One practical tip: When Codex submits comments on code reviews, it needs to label those comments as coming from AI. Otherwise, the comments show up under your name, so it looks like you’re critiquing your own code. “It’ll just be RJ commenting on RJ,” Marsan said, “and you look a little bit like you’re going crazy.”
When to use Codex
So, when should someone use Codex versus other coding tools?
Codex is built for serious professional software engineering—giant codebases, complex features, production-grade apps. If you’re doing quick prototyping or simple scripts, it might feel slower than tools optimized for speed like Claude’s Haiku model. But three entry points fit the tool’s capabilities best:
- Unsolved bugs. Got a bug that no agent has been able to solve, and you haven’t had time to dig in for a day? Throw it at Codex.
- Architecture planning. Use Codex to produce plans and think through code structure, even if you execute with other tools.
- Code reviews. Start with the Codex CLI’s /review command. If you like it, set up the GitHub Action. If you really like it, connect it to your repository for automatic pull request reviews.
Marson’s team burned through 5 billion tokens building Sora—a number Embiricos found surprisingly low for a production app. That’s an extreme workload, though.
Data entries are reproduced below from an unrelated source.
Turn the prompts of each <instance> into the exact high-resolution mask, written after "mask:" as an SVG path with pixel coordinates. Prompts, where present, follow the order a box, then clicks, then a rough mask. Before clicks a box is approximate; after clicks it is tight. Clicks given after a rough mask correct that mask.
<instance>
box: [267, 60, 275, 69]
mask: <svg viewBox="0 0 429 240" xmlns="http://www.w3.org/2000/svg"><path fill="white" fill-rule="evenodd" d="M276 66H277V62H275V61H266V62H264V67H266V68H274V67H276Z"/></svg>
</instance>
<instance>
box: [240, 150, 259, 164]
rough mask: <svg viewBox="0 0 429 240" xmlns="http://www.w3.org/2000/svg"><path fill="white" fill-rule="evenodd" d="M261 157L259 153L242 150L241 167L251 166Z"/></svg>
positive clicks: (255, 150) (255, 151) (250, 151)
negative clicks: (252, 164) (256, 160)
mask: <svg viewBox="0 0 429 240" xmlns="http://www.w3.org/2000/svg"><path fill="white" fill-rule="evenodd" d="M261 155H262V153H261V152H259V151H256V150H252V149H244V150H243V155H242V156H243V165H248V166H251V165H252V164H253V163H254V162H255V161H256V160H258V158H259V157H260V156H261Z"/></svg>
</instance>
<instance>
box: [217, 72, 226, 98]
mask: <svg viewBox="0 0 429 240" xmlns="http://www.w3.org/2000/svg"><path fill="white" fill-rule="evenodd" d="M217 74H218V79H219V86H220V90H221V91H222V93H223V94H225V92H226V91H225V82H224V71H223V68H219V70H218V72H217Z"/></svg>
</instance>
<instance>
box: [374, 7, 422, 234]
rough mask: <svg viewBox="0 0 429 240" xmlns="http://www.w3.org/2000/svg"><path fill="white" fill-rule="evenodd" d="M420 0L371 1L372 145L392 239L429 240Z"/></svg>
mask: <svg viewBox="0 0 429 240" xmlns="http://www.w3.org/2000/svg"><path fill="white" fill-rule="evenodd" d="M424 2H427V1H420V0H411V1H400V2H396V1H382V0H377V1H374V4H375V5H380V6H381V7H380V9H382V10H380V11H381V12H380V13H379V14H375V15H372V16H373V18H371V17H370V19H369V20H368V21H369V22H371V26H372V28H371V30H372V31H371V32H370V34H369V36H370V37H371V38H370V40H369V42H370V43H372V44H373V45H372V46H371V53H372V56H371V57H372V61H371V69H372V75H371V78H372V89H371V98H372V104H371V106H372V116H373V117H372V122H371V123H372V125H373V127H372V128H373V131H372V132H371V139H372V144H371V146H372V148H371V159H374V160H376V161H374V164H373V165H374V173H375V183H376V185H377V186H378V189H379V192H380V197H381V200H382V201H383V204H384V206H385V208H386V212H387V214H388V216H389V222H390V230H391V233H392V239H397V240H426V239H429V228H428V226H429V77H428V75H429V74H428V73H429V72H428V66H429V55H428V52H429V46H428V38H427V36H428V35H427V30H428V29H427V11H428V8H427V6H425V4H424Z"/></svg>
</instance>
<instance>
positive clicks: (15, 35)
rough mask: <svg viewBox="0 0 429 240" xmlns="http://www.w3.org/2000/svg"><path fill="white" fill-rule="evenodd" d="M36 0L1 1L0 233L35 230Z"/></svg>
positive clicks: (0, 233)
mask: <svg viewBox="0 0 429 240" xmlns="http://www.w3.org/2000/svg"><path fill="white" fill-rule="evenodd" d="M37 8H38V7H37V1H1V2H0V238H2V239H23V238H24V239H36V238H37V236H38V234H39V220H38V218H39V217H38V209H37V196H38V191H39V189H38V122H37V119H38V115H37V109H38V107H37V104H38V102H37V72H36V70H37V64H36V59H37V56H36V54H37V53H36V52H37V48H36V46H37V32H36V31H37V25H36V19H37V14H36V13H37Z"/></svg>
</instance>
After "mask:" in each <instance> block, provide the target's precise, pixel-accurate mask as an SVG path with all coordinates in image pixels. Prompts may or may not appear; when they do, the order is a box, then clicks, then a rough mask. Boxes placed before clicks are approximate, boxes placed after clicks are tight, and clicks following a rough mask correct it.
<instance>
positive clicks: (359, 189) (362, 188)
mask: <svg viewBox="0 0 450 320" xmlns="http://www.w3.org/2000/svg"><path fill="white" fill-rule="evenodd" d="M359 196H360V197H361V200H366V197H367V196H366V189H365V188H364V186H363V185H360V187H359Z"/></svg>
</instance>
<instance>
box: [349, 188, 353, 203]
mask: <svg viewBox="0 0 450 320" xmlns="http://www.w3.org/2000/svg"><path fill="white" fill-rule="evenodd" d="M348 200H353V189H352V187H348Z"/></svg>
For everyday development, the ChatGPT Plus tier at $20 per month includes Codex access, with higher limits available at $200 per month for developers who need more runway.
It doesn’t get easier—you go faster
After walking us through the Sora build—28 days, four engineers, number one in the Google Play store—Marsan paused to reflect on the experience and reached for a saying from his favorite pastime.
“The line from cycling is: It doesn’t get easier, you just go faster,” he said. The same is true of coding with AI. “It’s not like you have to think less about all these important structural decisions. You need to think about them more often. Good architecture is still the foundation of engineering.”
That’s the core of what we call compound engineering—building systems where each feature makes the next one easier to build. You document what works, feed lessons back into your agents, and let knowledge accumulate rather than scatter.
The tools will keep changing: new models, new capabilities, and new ways to delegate. But the core lesson holds: Treat AI like a teammate, not a magic box. Onboard it. Teach it your codebase. Build trust through quick interactions before handing off longer tasks. That’s how collaboration works—whether your teammate is human or not.